So this is what people mean when they say “Uniparty”. They mean supposed rivals reading from the same corporate script. They mean political parties behaving more like a cartel than separate democratic entities. They mean parties abandoning even the pretense of competition in order to hunt in a pack. That’s what I see in the political class’s haughty refusal to stand in Clacton – an act of sinister collectivism that grates against every principle of democracy.
The chattering classes are having a good old laugh at Nigel Farage
The chattering classes are having a good old laugh at Nigel Farage. His triggering of a by-election in his own constituency of Clacton has descended into “farce”, they crow.
One by one the parties said they wouldn’t stand in this “stunt” by the sea. Labour, the Lib Dems, the Tories, the Greens – all of them, in a tinny chorus of groupthink, washed their hands of the Clacton contest. It looks like it will be Nige vs Count Binface, to the childish glee of every Radio 4 comedian and Remoaner on the internet.

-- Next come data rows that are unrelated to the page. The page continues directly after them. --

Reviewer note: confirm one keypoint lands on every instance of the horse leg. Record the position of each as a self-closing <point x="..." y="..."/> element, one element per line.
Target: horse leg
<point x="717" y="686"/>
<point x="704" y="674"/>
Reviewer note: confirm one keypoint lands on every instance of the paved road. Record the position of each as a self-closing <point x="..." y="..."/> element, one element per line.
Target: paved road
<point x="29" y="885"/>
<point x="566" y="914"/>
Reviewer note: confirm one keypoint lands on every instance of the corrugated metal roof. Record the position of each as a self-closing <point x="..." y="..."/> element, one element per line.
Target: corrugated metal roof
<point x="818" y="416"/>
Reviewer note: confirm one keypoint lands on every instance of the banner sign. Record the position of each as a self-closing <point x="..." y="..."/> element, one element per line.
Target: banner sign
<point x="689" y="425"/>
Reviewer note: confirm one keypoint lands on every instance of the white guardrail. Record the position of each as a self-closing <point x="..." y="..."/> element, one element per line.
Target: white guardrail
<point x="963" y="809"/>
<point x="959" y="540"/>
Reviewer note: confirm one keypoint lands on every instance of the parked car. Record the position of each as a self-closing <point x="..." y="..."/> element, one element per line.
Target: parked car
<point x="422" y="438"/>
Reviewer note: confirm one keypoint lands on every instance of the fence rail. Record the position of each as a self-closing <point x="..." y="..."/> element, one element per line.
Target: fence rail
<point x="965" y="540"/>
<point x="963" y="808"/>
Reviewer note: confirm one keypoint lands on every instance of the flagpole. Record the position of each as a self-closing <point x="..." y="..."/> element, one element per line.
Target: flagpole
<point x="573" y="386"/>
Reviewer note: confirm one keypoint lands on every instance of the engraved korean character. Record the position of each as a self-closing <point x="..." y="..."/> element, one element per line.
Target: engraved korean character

Well, I’m not laughing. I think the parties are behaving abominably. Their choreographed retreat smacks of moral cowardice. This is a collective abdication of the first duty of a party, which is to contest elections, to disseminate ideas, to try to win the hearts of voters. The parties think they’re getting one over on Farage but in truth they are grossly insulting the good people of Clacton, whose views and votes they clearly couldn’t give a toss about. They are cruelly depriving these working-class seasiders of choice. It is obscene.